If you think your dog is overweight, it’s a good idea to start with a visit to the veterinarian. Have them do a full physical examination and give your pet a body condition score. This ranges from 1 (emaciated) to 9 (grossly obese). Evaluating body condition will help you monitor your dog’s weight loss. The optimal body condition score for a dog is between 4-5. Any dog that has arthritis or any other known orthopedic condition should be kept at a 4. That means you should be able to easily feel the ribs on either side when they are standing straight.
The hardest part about cutting back calories for most owners are the treats. It’s essential to eliminate all unnecessary treats from the diet to cut calories. Your average 50 pound dog has a resting energy requirement of only 800 calories per day. A milkbone contains about 30 calories, so if you give 3-4 daily you are adding a lot! Dieting doggies can get vegetables, such as carrots, broccoli, squashes and green beans (low-sodium canned, fresh or frozen, raw or cooked) as treats instead. You can also put some of the base diet in a jar with a piece of beef jerky. The jerky will add a different smell to the diet and make it seem more “treat” like. Be sure to keep track of how many of those treats you give out and subtract them from the evening meal.
You will also most likely have to cut back their base diet by about 20-25%. Unfortunately, over the counter “light” foods often add carbohydrates and do not result in good weight loss. Vegetables can be used to add bulk to this meal and decrease hunger pangs (and subsequent whining and begging) between meals. Dividing the daily food into 3 meals daily may also help. In addition, just like in people, daily exercise is extremely important to meeting your dog’s weight loss goals. Commit to adding 15 more minutes daily. During the hot summer months, be sure to try walk pets in the early morning or late evening to avoid the peak heat and humidity, or try to increase swimming or other cooler temperature activities.
The most important component to weight management in pets is MONITORING! You need to weigh dogs at least once per month to ensure that you are making progress. Your goal is between 0.5 - 2% body weight loss per week.

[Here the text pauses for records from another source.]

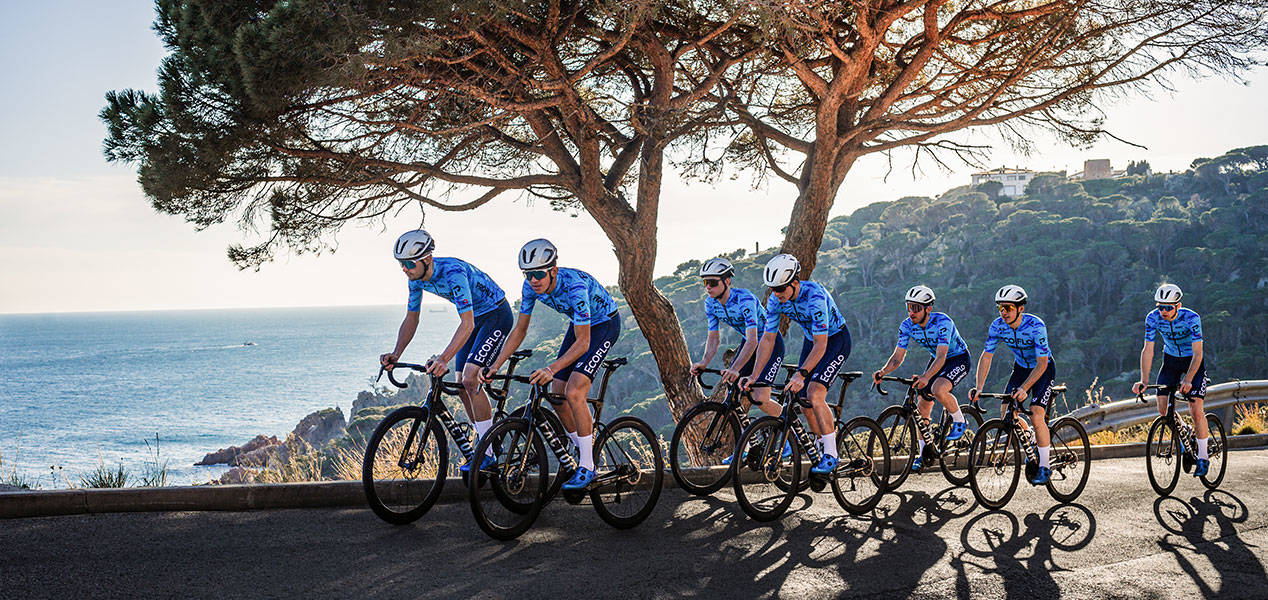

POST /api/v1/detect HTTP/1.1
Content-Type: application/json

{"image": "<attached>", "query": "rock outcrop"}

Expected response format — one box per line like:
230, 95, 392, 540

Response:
194, 433, 277, 467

At DIAH we are happy to weigh your pets as often as you like at no charge and enter the weights in our computer so you can track your dog's weight. If you are implementing a consistent set of strategies but your pet is not losing weight, then you may need to pursue some medical diagnostics, such as a test for hypothyroidism, or perhaps obtain a prescription diet that is especially formulated for canine weight loss.